The difference between marketing’s increasing share of company budgets and decreasing share of company revenues is attributed by The CMO Survey to “the soaring revenues that marketers report over the last year.” The report’s results also indicate that Product companies tend to devote more of their budgets and revenues to marketing than Services companies, with B2C Product companies allocating easily the highest share of both budgets (22.7%) and revenues (15.1%) to marketing.
Digital Marketing Budgets
Interestingly, digital marketing budget growth appears to have dropped off of late. After reporting a significant 20.2% digital marketing spending increase over the prior year in February, respondents in this latest edition say that digital marketing spending has grown by 15% over the previous year. Looking forward, they expect a relatively modest 10.1% hike in digital marketing spend in the coming year.
All told, respondents estimate that they spend 57.9% of their budgets on digital marketing, a figure again very close to what Gartner found (56%) in a recent survey. B2C companies tend to lean more heavily on digital than their B2B counterparts, and Product companies allocate slightly more to digital than their Services counterparts.
So how is the digital budget allocated? As it turns out, the largest portion (44%) of digital spending goes to paid media, including SEO, SEM, display, etc. This has been rising rapidly in recent years, with 2021 turning in the fastest growth in US digital ad spend in 15 years. Extrapolating this out, this suggests that if companies are spending 58% of their budgets on digital, and 44% of that is allocated to paid media, then paid digital media accounts for about one-quarter of marketing budgets.

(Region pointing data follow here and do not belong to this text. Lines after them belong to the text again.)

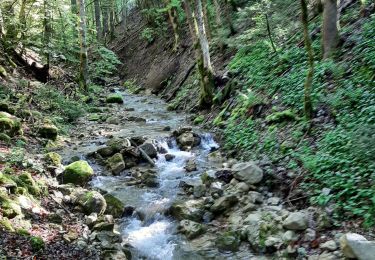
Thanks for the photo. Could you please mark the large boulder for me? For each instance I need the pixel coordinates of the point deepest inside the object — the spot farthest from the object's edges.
(9, 124)
(115, 99)
(191, 229)
(149, 149)
(48, 131)
(90, 201)
(357, 246)
(114, 206)
(78, 173)
(116, 163)
(224, 203)
(188, 140)
(296, 221)
(247, 172)
(190, 209)
(229, 241)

The next-largest piece of the digital pie goes to owned media – at 34.4% share. This includes content marketing, email marketing and marketing automation, and post-sales digital support, among others.

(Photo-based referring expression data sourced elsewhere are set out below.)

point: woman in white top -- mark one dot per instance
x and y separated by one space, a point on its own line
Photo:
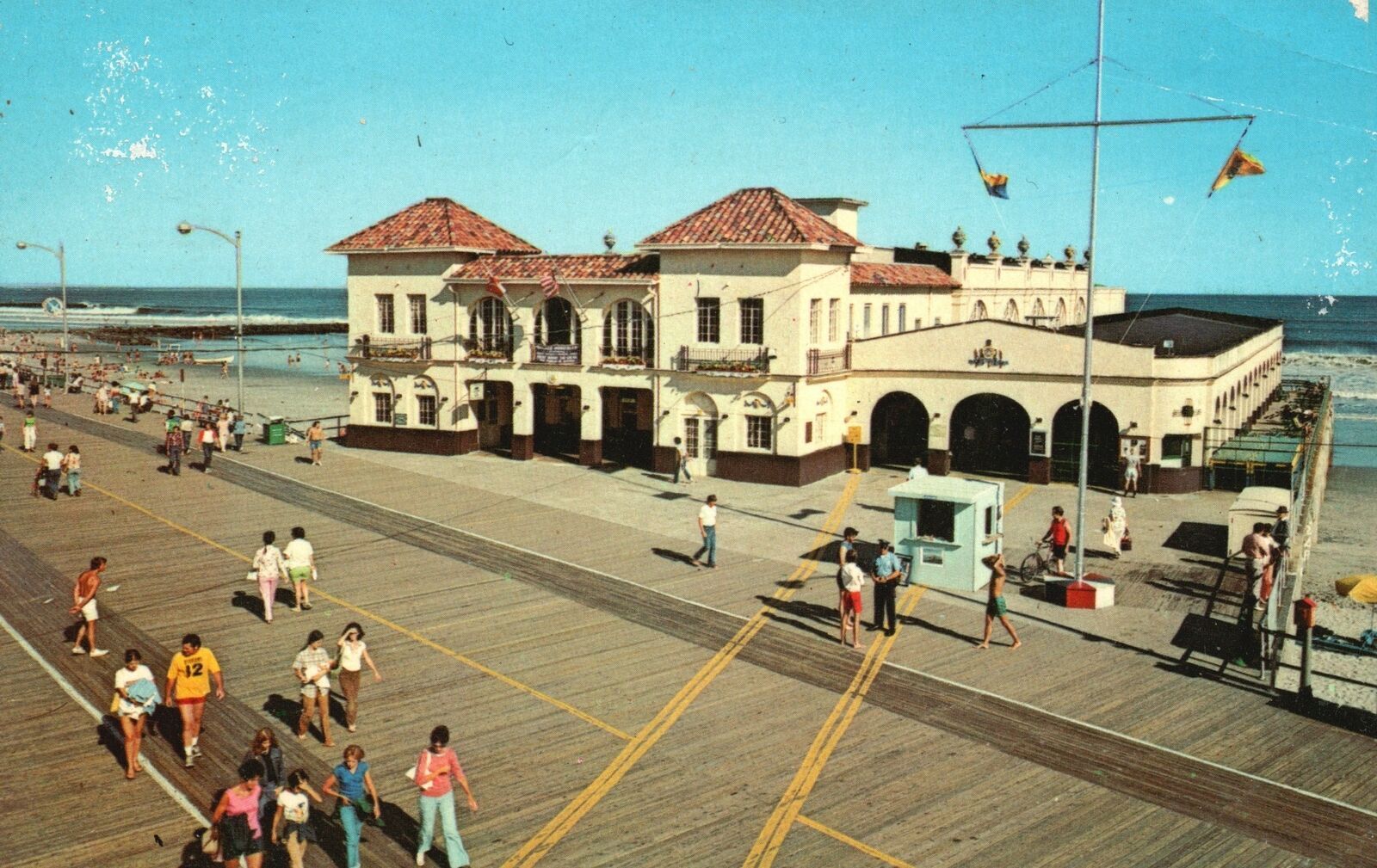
270 566
353 654
133 713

By comparison, a relatively small amount of the digital budget – 11.2% share – is devoted to earned media, which includes digital brand media not under the firm’s control, such as reviews and user-generated content.
The remaining tenth (10.4% share) is allocated to any spending outside of paid, owned, and earned media.

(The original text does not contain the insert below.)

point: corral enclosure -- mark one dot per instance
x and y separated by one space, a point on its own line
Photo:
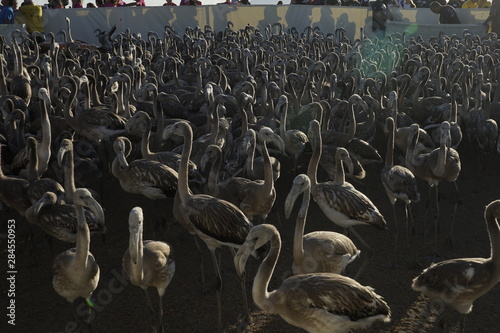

An analysis of the results by primary economic sector reveals that B2C Product companies heavily weight their digital spending to paid media – at almost two-thirds of the digital budget – while B2B Services companies are unique in allocating more of their digital spend to owned than paid media.
- Overall, R&D budgets are 4.4% higher than marketing budgets, though that masks significant differences by economic sector. Both B2C Product (+15.5%) and Service (+16.1%) companies spend more on marketing than R&D, while the opposite is true for B2B Product (-18.4%) and Service (-18.8%) companies.
- After predicting small amounts of growth in the past 2 editions of the survey, marketers now expect a slight dip (-0.7%) in traditional advertising budgets in the coming year.
- Three-quarters of companies invested in optimizing their websites over the past year in order to improve the performance of their digital marketing activities.
- Fewer respondents than in the previous survey said they invested in marketing technology systems or platforms to improve their digital marketing performance.
- Digital marketing’s contribution to company performance has dipped over the past year, rated in this survey as an average of 4.7 on a 7-point level (where 7=contributed very highly in the past year), down from 5.0 in February and 5.5 in February 2021.
For more, check out the study here.
About the Data: The results are based on a survey of 273 marketers at for-profit companies, 95.6% of whom are VP-level or above.